While some companies have announced end dates for internal combustion engine (ICE) production, Ford says there will still be demand for years even as it invests in electric vehicles.
“We want to grow EV, and we want to grow ICE,” Trevor Worthington, vice president of ICE product programs, told CarExpert.
“For the longest time out in the future, there’s going to be a need for the ICE business.
“We need ICE vehicles because our customers want them and our job is to make sure that we execute them really, really well, so that we get the revenue, we get the volume that we need, but we also… need to look for other opportunities because there are unmet needs.
“If you’re going to spend 50 billion on EVs, which we’ve said we’re going to spend, that doesn’t come on a credit card. That comes out of really solid plans to deliver revenue and get the money in to afford the transition for all the businesses.”
While Europe is an early wide-scale adopter of EVs and is moving to effectively ban sales of new combustion vehicles from 2035 (ditto California), other regions aren’t moving as quickly – though Mr Worthington expects other countries to eventually follow suit.
“When you look at the markets that are probably going quickest towards electrification, China and Europe, maybe US is going a bit slower than that. If you look at the market outside those three, the rest of the world, probably 50 per cent of the ICE vehicles that we sell in 2027, 2028 are going to come from those other markets,” he said.
“It’s probably inevitable that more countries are going to drive towards an end date. But again, if you look at China and you look at Europe and then you look at the US, outside of those three markets, ICE is going to run, I think a lot longer than it is in those markets.
“I would expect that there’ll still be lots of markets that are selling ICE vehicles in 2035, 2040.”
“That’s going to continue for a lot of markets well beyond 2030, it’s not going to sort of turn on the dime because different markets have got different views on incentives, different views of infrastructure,” he said.
“That’s why it’s incredibly important for us to grow and nurture vehicles like Ranger and Everest, because they’re the vehicles that predominantly play in those spaces,” added Mr Worthington.
“And we need to find opportunities to fill the niches.”
Earlier this year, Ford restructured its business to comprise a dedicated electric vehicle division, Model e, and a division that will continue producing combustion vehicles, called Ford Blue.
It says the rationale behind this was to allow its EV business to operate as a more agile start-up.
The combustion vehicles produced by Ford Blue and the Ford Pro commercial vehicle division will effectively help pay for Model e’s EV development, with Ford also announcing this year it would spend US$50 billion (A$74.6bn) on EVs through 2026.
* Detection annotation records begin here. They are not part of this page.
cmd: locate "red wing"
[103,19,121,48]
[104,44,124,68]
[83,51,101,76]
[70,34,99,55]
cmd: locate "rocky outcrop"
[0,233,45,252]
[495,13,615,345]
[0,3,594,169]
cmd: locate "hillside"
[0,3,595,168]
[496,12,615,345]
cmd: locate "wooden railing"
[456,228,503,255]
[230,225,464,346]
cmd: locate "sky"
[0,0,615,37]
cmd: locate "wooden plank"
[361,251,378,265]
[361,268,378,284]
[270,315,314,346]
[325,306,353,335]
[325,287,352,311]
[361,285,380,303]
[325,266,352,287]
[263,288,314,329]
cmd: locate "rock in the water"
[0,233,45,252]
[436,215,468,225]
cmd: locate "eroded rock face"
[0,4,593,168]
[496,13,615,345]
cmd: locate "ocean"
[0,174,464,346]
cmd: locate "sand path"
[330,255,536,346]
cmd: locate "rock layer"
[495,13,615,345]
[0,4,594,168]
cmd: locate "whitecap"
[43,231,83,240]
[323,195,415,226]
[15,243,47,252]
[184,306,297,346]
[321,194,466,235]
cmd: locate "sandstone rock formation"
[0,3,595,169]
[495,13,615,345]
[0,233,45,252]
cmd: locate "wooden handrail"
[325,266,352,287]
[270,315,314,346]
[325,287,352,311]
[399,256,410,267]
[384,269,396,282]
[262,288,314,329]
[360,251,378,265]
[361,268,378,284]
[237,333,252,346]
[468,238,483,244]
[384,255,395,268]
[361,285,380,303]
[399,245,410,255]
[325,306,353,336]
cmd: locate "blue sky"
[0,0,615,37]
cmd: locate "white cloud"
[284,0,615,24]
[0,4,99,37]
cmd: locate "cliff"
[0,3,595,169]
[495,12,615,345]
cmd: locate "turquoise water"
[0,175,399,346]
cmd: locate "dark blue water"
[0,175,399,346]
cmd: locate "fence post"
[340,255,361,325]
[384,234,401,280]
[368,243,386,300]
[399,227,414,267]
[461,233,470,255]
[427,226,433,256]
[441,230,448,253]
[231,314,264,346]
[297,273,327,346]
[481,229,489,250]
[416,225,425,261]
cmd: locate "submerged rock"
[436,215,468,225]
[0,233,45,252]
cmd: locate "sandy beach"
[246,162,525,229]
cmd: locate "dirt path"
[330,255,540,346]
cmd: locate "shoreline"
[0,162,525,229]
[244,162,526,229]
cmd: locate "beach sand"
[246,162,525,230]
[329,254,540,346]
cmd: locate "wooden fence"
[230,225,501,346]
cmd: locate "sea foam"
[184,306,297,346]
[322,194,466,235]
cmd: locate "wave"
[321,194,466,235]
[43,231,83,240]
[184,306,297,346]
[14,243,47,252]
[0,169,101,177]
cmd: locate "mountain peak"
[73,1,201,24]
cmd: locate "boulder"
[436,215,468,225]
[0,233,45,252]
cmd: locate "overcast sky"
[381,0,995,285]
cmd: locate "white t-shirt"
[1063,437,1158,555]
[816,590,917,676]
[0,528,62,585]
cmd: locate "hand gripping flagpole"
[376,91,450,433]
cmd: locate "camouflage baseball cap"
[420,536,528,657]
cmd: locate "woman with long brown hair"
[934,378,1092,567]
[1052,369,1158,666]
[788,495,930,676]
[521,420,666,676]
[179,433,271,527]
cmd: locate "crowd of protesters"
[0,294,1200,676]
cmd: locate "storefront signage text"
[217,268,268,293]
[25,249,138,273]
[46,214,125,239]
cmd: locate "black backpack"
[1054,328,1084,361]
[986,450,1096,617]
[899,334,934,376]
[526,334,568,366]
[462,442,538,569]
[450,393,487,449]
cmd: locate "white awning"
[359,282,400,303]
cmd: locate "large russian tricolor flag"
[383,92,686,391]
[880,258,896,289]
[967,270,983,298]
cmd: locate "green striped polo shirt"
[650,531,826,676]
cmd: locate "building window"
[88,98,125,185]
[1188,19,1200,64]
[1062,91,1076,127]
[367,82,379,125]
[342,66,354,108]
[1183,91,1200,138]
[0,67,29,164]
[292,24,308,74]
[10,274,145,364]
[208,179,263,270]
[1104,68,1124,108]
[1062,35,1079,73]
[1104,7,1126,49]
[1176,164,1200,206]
Under the new order, Ford Model e develops EVs, as well as their associated platforms, batteries, motors, chargers and recycling networks.
Model e is also responsible for the online services and connected vehicle technologies used by all divisions.
In addition to developing ICE vehicles, Ford Blue is also responsible for hardware engineering and production for all Ford divisions, as well as providing purchasing, vehicle testing and engineering services to Model e and Ford Pro.
It has also been charged with rooting “out waste [to] dramatically reduce product, manufacturing and quality costs”.
Ford Pro will largely remain as is, continuing to sell both EVs and ICE vehicles to commercial operators and government fleets in the US.
“Our potential at Ford is larger probably than anything we’ve had since Ford was scaling the Model T. And it’s really about us moving into the connected digital age. And then of course the propulsion with battery electric vehicles,” said Ford chief financial officer John Lawler.
“And so we’re not walking away from ICE, that’s for sure, because we’re expanding our ICE line-up. So that’s going to be important for us for the foreseeable future.”